FORWARD ARTS FOUNDATION IN CONVERSATION WITH MARY JEAN CHAN

FORWARD ARTS FOUNDATION: What does being shortlisted for the Forward Prizes mean for you?

MARY JEAN CHAN: This is the second time I’ve been shortlisted in the Single Poem category, which is a great honour. I am grateful that the judges have deemed my poem worthy of inclusion on this occasion, and am particularly excited to be sharing the stage with so many poets whom I deeply admire.

FAF: Tell us a bit more about your poem and your work.

MJC: ‘The Window’ is first and foremost about what it means to live, and about the responsibilities of being alive. I was inspired by Marie Howe’s stunning collection What the Living Do (1999), both the title poem and the collection as a whole. Howe writes:

It’s winter again: the sky’s a deep, headstrong blue, and the sunlight pours through

the open living-room windows because the heat’s on too high in here and I can’t turn it off.
For weeks now, driving, or dropping a bag of groceries in the street, the bag breaking,

I’ve been thinking: This is what the living do.
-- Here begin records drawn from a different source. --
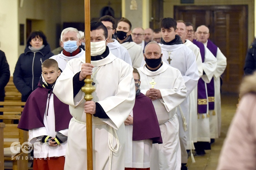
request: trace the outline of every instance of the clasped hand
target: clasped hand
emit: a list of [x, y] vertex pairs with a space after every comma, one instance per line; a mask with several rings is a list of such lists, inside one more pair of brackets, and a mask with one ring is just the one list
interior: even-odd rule
[[153, 88], [150, 88], [149, 90], [147, 91], [146, 96], [150, 98], [152, 100], [162, 98], [160, 90]]
[[133, 124], [133, 118], [129, 115], [126, 120], [125, 120], [125, 125], [130, 125], [130, 124]]
[[95, 114], [96, 104], [93, 101], [86, 101], [84, 103], [84, 113], [90, 113], [92, 115]]
[[79, 74], [79, 81], [82, 81], [88, 75], [93, 74], [93, 68], [94, 67], [91, 64], [84, 63], [81, 67], [81, 71]]

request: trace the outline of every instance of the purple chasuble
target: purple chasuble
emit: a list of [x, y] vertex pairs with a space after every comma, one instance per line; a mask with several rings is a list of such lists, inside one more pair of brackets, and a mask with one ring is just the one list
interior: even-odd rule
[[150, 99], [141, 93], [136, 97], [132, 111], [132, 140], [150, 139], [153, 143], [162, 143], [157, 117]]
[[[204, 62], [204, 45], [202, 42], [194, 39], [193, 43], [199, 48], [202, 57], [202, 61]], [[204, 81], [200, 78], [197, 84], [197, 113], [206, 113], [207, 112], [207, 96]]]
[[[34, 128], [45, 127], [44, 116], [48, 100], [48, 91], [52, 89], [43, 87], [40, 83], [38, 87], [29, 95], [23, 111], [18, 128], [26, 131]], [[51, 91], [51, 93], [52, 91]], [[68, 128], [72, 116], [69, 112], [69, 105], [61, 102], [53, 93], [55, 115], [55, 131], [58, 132]], [[47, 113], [48, 114], [48, 113]]]
[[[217, 56], [218, 47], [209, 39], [207, 42], [207, 48], [212, 53], [215, 57]], [[214, 109], [214, 78], [212, 78], [209, 83], [207, 83], [207, 94], [209, 103], [209, 110]]]

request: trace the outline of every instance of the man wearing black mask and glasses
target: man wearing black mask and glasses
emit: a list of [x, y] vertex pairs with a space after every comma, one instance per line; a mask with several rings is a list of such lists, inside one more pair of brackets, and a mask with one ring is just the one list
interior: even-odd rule
[[132, 41], [131, 36], [131, 23], [125, 18], [118, 21], [116, 28], [116, 38], [118, 41], [128, 50], [131, 57], [132, 67], [138, 68], [141, 65], [143, 53], [141, 46]]

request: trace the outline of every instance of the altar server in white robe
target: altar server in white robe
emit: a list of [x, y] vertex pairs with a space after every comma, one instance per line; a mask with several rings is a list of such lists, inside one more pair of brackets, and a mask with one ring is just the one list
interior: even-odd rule
[[[210, 97], [209, 86], [213, 85], [214, 88], [213, 97], [214, 102], [213, 107], [211, 108], [209, 101], [209, 110], [210, 114], [214, 116], [210, 116], [211, 138], [218, 138], [221, 135], [221, 76], [224, 72], [227, 66], [227, 58], [222, 53], [218, 47], [214, 44], [209, 38], [210, 36], [209, 29], [205, 26], [198, 27], [196, 32], [197, 40], [203, 44], [208, 48], [217, 59], [217, 67], [213, 75], [213, 81], [207, 84], [208, 98]], [[214, 85], [212, 84], [214, 84]], [[216, 121], [217, 120], [217, 121]]]
[[132, 41], [131, 29], [131, 23], [130, 21], [122, 17], [117, 23], [117, 38], [119, 43], [128, 50], [132, 67], [137, 68], [141, 66], [143, 60], [143, 49], [141, 46]]
[[109, 47], [109, 50], [115, 56], [123, 60], [132, 66], [132, 63], [128, 51], [121, 45], [117, 40], [112, 38], [112, 36], [115, 31], [114, 18], [109, 15], [105, 15], [100, 18], [99, 21], [102, 22], [108, 29], [109, 42], [107, 46]]
[[[90, 38], [91, 64], [86, 63], [84, 57], [70, 60], [55, 84], [54, 92], [69, 105], [73, 117], [69, 124], [65, 169], [86, 169], [85, 113], [94, 116], [94, 169], [124, 169], [124, 122], [135, 97], [133, 69], [109, 51], [108, 30], [102, 23], [91, 23]], [[81, 88], [88, 75], [92, 75], [96, 91], [93, 101], [85, 102]]]
[[181, 147], [182, 164], [186, 169], [187, 162], [186, 135], [189, 119], [189, 95], [196, 87], [199, 79], [198, 70], [195, 54], [183, 44], [180, 36], [175, 35], [177, 23], [171, 18], [163, 18], [161, 23], [162, 39], [160, 46], [163, 53], [162, 61], [178, 69], [181, 73], [187, 87], [185, 100], [177, 111], [180, 129], [179, 135]]
[[136, 97], [132, 111], [125, 121], [125, 170], [150, 170], [152, 144], [163, 142], [152, 101], [139, 88], [141, 82], [137, 69], [133, 69], [133, 74]]
[[85, 52], [79, 48], [81, 45], [81, 36], [76, 29], [72, 27], [65, 28], [61, 32], [60, 39], [61, 45], [63, 50], [60, 53], [54, 55], [50, 58], [57, 61], [59, 68], [63, 71], [69, 60], [84, 57]]
[[193, 132], [195, 132], [194, 134], [192, 133], [195, 150], [197, 154], [202, 155], [205, 154], [204, 149], [210, 149], [209, 143], [210, 141], [209, 115], [206, 83], [210, 83], [212, 78], [217, 66], [217, 60], [202, 43], [194, 39], [195, 32], [193, 24], [190, 22], [186, 24], [186, 37], [199, 48], [203, 62], [203, 74], [198, 81], [198, 116], [191, 120], [193, 125], [192, 129], [196, 130], [195, 132], [193, 131]]
[[184, 80], [178, 69], [161, 61], [161, 48], [155, 41], [146, 46], [146, 62], [138, 71], [141, 92], [152, 100], [162, 138], [162, 144], [154, 144], [150, 169], [180, 170], [181, 147], [177, 107], [186, 95]]
[[[177, 34], [181, 37], [182, 42], [192, 50], [196, 56], [197, 66], [198, 70], [199, 77], [203, 75], [203, 67], [202, 58], [199, 48], [191, 41], [186, 39], [187, 35], [186, 23], [182, 20], [177, 21]], [[189, 120], [187, 121], [188, 133], [187, 135], [187, 147], [186, 149], [195, 149], [194, 142], [196, 142], [197, 128], [195, 121], [197, 118], [197, 86], [194, 88], [189, 95]], [[195, 122], [196, 123], [196, 122]], [[191, 156], [193, 155], [191, 153]]]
I wanted to examine what it means when the speaker contemplates a space of possibility – that of the window – which connects the potent act of living to the possibility of death. The speaker struggles with facets of their identity (i.e. queerness) but chooses to survive, and the window crystallises precisely what it is that the living do – that they choose love, reconciliation, and the stubborn – often painfully complex – realities of living. When I wrote this poem, I also had in mind Audre Lorde’s ‘A Litany for Survival’, in which she writes: ‘…when we are silent / we are still afraid / so it is better to speak / remembering / we were never meant to survive.’ Another influence on this poem is Alice Oswald’s ‘Wedding’. These lines in particular:

when the trick begins, it’s like a toe
tip-toeing on a rope, which is like luck;
and when the luck begins, it’s like a wedding,
which is like love, which is like everything.

I hope my readers will appreciate the ways in which ‘The Window’ simply represents a moment in time – within my life, and within the life of my first book of poems. Despite the complexities of carving out a queer existence, love remains. This poem and my collection strive to honour the richness and power of familial relationships which matter deeply to me. 

FAF: Where can our readers find more about you and your work?

MJC: My debut collection, Flèche, is forthcoming from Faber & Faber (July 2019).